For example, I simply introduced a loop that repeats either the sampling of the initial conditions + solves (commented below) or the entire construction of the dynamical system. I would have expected that the variables were overwritten after each repetition, not consuming further memory. But at each repetition, it keeps increasing, eventually saturating all the available memory. I am relatively new to Julia, so I apologize if I am not seeing something. I attempted to understand the leak with the profiler Pprof without success. I also tried to set all the variables = nothing, but it did not improve the issue. I seem to be making a mistake, but I'm not sure what it is. (Julia versions 1.9.0 and 1.9.2)

using NetworkDynamics
using Graphs
using OrdinaryDiffEq
using Plots

### Defining the graph

N = 50 # nodes
k = 5 # node degree
g = barabasi_albert(N, k) # graph

### Network dynamics vertex and edge functions

@inline function kuramoto_vertex!(dv, v, edges, p, t)
    dv .= p
    sum_coupling!(dv, edges)
    nothing
end

@inline function kuramoto_edge!(e, v_s, v_d, p, t)
    e .= p * sin.(v_s .- v_d)
    nothing
end

n_repetitions = 1000
### Constructing the network dynamics
for rep in 1:n_repetitions
    println(rep)
    odevertex = ODEVertex(; f=kuramoto_vertex!, dim=1)
    staticedge = StaticEdge(; f=kuramoto_edge!, dim=1)

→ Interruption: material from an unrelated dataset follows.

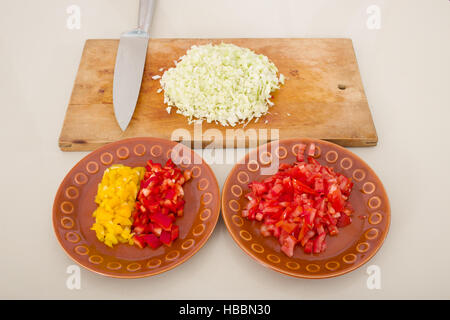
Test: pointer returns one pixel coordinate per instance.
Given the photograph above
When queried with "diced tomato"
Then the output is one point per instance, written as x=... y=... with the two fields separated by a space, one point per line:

    # generating random values for the parameter value ω_0 of the vertices
    v_pars = [1.0 * randn() for v in vertices(g)]
    # coupling stength of edges are set to 1/3
    e_pars = [1.0 / 3.0 for e in edges(g)]

    parameters = (v_pars, e_pars)

    # setting up the  network_dynamics
    kuramoto_network! = network_dynamics(odevertex, staticedge, g)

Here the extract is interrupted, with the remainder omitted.